Case Studies

Diagnostic Procedures for Creutzfeldt–Jakob Disease

Diagnostic Procedures for Creutzfeldt–Jakob Disease

The Diagnostic Procedures for Creutzfeldt–Jakob Disease (CJD) study explores diffusion tensor imaging (DTI) as an early biomarker for diagnostic purposes. CJD is a rapidly progressive neurodegenerative disease (RPD) with diagnosis often made at autopsy. Beau M. Ances, MD, PhD, MSc, was awarded ICTS pilot funding in 2009 for research to study CJD and DTI. The goal of this study was to identify early changes in the brain structure due to CJD that may allow for early intervention. The research led to hosting of the Evaluation of CJD & other Rapidly Progressive Dementias conference in St. Louis, a CJD Foundation Family Workshop in 2012, and several journal articles.1,2 The CJD research was important because it resulted in new preliminary diagnostic procedures and clinical practices and increased the community awareness of a rare and devastating disease. The results have led to procedures for earlier and less invasive diagnosis of CJD, benefiting both patients and healthcare workers.

Ances Primary

Research Team

Beau M. Ances, MD, PhD, MSc,
Department of Neurology

Benefit Domain Indicator
Preliminary identification of clinical and diagnostic tests to distinguish CJD from other RPDs. Clinical Icon Diagnostic Procedures
Saves patients from need for brain biopsy; reduces risks to patients and healthcare workers. Community Icon Health Care Delivery
Recognition from the CJD Foundation as source of knowledge and assistance for patients and families; increased referral of CJD patients to Washington University. Community Icon Health Care Accessibility
Fewer tests ordered; decreased length of hospital stay. Economic Icon Cost Effectiveness
Change in Barnes-Jewish Hospital policy regarding treatment of CJD patients. Policy Icon Policies
Change in Texas State policy for diagnosis of CJD. Policy Icon Policies

Benefits of the CJD study represent all four TSBM domains. Under the Clinical & Medical benefits domain, the CJD study has led to a new Barnes-Jewish Hospital policy for treatment of CJD patients and resulted in preliminary identification of clinical and diagnostic tests such as MRI and lumbar puncture to distinguish CJD from other RPDs. For the Community & Public Health benefits domain, the CJD study saves patients from the need for brain biopsy, reduces risks to patients and healthcare workers, and received recognition for the CJD Foundation as a source of knowledge and assistance for patients and families, which has led to increased referral and volume of CJD patients to Washington University. For the Economic benefits domain, fewer tests are being ordered for patients and the length of hospital stay has decreased. For the Policy & Legislative benefits domain, results of the CJD study have been communicated to State Health Boards with revisions in policies leading to an increase in reporting of CJD cases in Texas.

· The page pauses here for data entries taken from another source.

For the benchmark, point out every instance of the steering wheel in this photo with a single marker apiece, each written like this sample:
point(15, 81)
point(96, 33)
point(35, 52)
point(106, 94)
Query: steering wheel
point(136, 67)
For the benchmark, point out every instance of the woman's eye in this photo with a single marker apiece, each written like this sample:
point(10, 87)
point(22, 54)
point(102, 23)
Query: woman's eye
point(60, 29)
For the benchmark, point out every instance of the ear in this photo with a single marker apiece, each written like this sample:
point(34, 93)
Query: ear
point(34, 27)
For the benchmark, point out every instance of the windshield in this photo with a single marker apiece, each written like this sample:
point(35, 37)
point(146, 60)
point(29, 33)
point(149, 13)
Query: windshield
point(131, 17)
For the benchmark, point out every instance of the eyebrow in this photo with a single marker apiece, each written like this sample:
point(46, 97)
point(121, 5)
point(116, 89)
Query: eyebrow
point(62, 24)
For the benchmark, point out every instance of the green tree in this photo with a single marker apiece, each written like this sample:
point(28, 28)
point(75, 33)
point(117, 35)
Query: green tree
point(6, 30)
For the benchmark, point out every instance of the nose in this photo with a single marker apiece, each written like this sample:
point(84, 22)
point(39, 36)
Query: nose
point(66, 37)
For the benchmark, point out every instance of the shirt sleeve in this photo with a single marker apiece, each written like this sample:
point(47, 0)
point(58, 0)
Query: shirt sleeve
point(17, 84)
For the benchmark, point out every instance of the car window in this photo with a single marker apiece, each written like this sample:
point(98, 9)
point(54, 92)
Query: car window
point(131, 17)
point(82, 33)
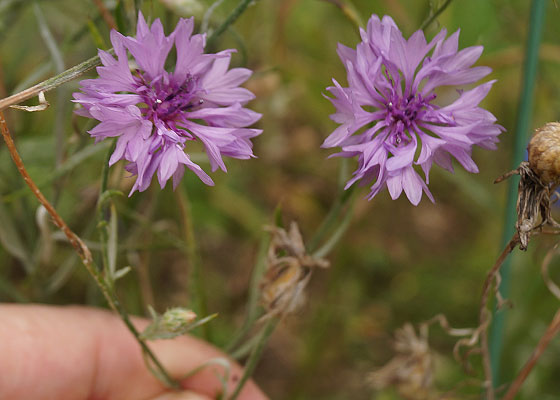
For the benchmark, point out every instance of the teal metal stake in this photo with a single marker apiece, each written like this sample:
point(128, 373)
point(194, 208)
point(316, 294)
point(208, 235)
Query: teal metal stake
point(525, 107)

These outcomes reflect tangible real-world health impacts.


References

  1. Wang LH, et al. Role of magnetic resonance imaging, cerebrospinal fluid, and electroencephalogram in diagnosis of sporadic Creutzfeldt-Jakob disease. J Neurol. 260,498–506 (2013).

  2. Kang P, et al. Sleep pathology in Creutzfeldt-Jakob disease. J Clin Sleep Med. 12,1033–1039 (2016).